10. Essa distinção não é alheia à ratio decidendi que emerge dos diversos precedentes dessa Corte. Na ADI 2.832, o objeto da norma estadual então impugnada – e cuja constitucionalidade, no aspecto, esta Corte reconheceu – se esgotava nos aspectos consumeristas da relação que pretende regular. In verbis :
“DIREITO CONSTITUCIONAL E ADMINISTRATIVO. ADI CONTRA LEI PARANAENSE 13.519, DE 8 DE ABRIL DE 2002, QUE ESTABELECE OBRIGATORIEDADE DE INFORMAÇÃO, CONFORME ESPECIFICA, NOS RÓTULOS DE EMBALAGENS DE CAFÉ COMERCIALIZADO NO PARANÁ. ALEGAÇÃO DE OFENSA AOS ARTS. 22, I e VIII, 170, CAPUT, IV, E PARÁGRAFO ÚNICO, E 174 DA CONSTITUIÇÃO FEDERAL. PROTEÇÃO AO CONSUMIDOR. OFENSA INDIRETA. AÇÃO JULGADA PARCIALMENTE PROCEDENTE. I - Não há usurpação de competência da União para legislar sobre direito comercial e comércio interestadual porque o ato normativo impugnado buscou, tão-somente, assegurar a proteção ao consumidor. II - Precedente deste Tribunal (ADI 1.980, Rel. Min. Sydney Sanches) no sentido de que não invade esfera de competência da União, para legislar sobre normas gerais, lei paranaense que assegura ao consumidor o direito de obter informações sobre produtos combustíveis. III - Afronta ao texto constitucional indireta na medida em que se mostra indispensável o exame de conteúdo de outras normas infraconstitucionais, no caso, o Código do Consumidor. IV - Inocorre delegação de poder de fiscalização a particulares quando se verifica que a norma impugnada estabelece que os selos de qualidade serão emitidos por entidades vinculadas à Administração Pública estadual. V - Ação julgada parcialmente procedente apenas no ponto em que a lei impugnada estende os seus efeitos a outras unidades da Federação.” (ADI 2.832/PR, Relator Ministro Ricardo Lewandowski, DJe 19.6.2008) Essa compreensão converge, ainda, com a tese prevalecente neste Plenário quando do recente julgamento, em 07.02.2019, da ADI 5745/RJ (Relator Ministro Alexandre de Moraes, Redator p/ acórdão Ministro Edson Fachin).
11. No caso, implementada norma de proteção do consumidor que, rigorosamente contida nos limites do art. 24, V, da Carta Política, não apresenta interferência na estrutura de prestação do serviço público e nem no equilíbrio dos contratos administrativos, não há falar em usurpação de competência legislativa privativa da União, e, consequentemente em afronta aos arts. 1º, 21, IX, 22, IV, e 175 da Constituição da República . Ressalto, por oportuno, que a iniciativa legiferante estadual tem respaldo, inclusive, no sistema de proteção consagrado no Código de Defesa do Consumidor, cujo art. 6º assegura, como direito básico do consumidor: “V - a modificação das cláusulas contratuais que estabeleçam prestações desproporcionais ou sua revisão em razão de fatos supervenientes que as tornem excessivamente onerosas;
12 Ante o exposto, julgo improcedente o pedido de declaração de inconstitucionalidade da Lei nº 6.295/2012 do Estado do Rio de Janeiro.

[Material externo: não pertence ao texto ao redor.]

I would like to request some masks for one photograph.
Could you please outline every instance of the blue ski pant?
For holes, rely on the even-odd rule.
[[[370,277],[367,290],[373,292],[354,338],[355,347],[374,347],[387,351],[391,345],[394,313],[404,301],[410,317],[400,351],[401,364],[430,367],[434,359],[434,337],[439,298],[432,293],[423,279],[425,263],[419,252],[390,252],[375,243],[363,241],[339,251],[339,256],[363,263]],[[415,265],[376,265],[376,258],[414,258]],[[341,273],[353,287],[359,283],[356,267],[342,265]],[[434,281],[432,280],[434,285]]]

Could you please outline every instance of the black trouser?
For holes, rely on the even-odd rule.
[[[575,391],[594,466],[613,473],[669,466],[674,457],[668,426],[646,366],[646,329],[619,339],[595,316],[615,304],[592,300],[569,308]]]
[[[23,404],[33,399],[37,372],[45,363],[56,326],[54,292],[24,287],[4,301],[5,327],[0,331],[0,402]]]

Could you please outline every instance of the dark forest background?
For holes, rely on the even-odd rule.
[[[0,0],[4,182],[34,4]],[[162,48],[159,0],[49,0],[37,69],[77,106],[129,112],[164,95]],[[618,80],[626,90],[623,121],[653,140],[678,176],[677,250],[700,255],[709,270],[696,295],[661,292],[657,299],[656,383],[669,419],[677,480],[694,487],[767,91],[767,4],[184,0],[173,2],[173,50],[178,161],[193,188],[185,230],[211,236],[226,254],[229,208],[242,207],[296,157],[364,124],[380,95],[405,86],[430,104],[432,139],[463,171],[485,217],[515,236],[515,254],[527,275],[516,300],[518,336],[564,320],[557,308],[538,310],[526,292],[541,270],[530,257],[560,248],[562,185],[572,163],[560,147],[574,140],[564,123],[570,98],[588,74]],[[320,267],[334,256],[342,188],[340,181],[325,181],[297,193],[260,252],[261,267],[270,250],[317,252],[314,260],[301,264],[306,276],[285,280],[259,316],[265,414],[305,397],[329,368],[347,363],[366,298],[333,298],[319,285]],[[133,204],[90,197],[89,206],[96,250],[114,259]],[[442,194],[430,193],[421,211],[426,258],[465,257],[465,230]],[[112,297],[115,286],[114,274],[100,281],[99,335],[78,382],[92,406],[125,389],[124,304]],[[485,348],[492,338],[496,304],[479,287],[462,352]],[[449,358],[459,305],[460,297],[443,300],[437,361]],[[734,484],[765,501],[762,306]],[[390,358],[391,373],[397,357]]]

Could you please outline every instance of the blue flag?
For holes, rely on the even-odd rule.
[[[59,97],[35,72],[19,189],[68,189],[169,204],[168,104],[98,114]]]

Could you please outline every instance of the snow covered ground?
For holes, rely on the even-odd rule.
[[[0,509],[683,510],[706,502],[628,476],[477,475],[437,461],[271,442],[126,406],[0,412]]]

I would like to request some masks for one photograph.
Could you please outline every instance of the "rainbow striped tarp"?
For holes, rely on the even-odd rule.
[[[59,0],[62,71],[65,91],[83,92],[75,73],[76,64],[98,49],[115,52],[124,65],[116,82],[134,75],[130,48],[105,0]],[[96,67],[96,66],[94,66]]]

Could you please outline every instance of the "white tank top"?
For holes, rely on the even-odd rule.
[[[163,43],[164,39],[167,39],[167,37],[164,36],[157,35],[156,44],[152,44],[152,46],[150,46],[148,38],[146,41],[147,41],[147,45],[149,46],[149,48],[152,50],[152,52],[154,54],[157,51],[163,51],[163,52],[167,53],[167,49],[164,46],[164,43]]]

(ADI 4908, Relator(a): Min. ROSA WEBER, Tribunal Pleno, julgado em 11/04/2019, PROCESSO ELETRÔNICO DJe-092 DIVULG 03-05-2019 PUBLIC 06-05-2019)”
Além das referidas Ações Diretas de Inconstitucionalidade supracitadas, importante mencionar que tramita atualmente no Supremo a ADIN 6.068/SC, pugnando pela declaração de inconstitucionalidade de norma catarinense que dispõe de maneira semelhante à proposição ora analisada. No entanto, não há, ainda, qualquer decisão do Supremo no Processo em comento, nem sequer liminar, de forma que a mera existência da Ação não nos pode levar à rejeição sumária do Projeto.
Neste diapasão, resta claro que o Projeto em análise não altera política tarifária do contrato entre União e concessionárias, não impõe novas obrigações às concessionárias, não desequilibra o contrato, mas, tão somente, veda prática abusiva por parte das empresas de telefonia, na esteira daquilo que está positivado no CDC e seguindo os preceitos da Constituição Federal.
Outrossim, como precedentes desta Comissão, citamos os Pareceres nº 1335/2015 ao PLO 445/2015, 3873/2017 ao PLO desarquivado 913/2012, 428/2015 ao PLO desarquivado 1585/2013, todos pela aprovação e versando sobre matérias semelhantes.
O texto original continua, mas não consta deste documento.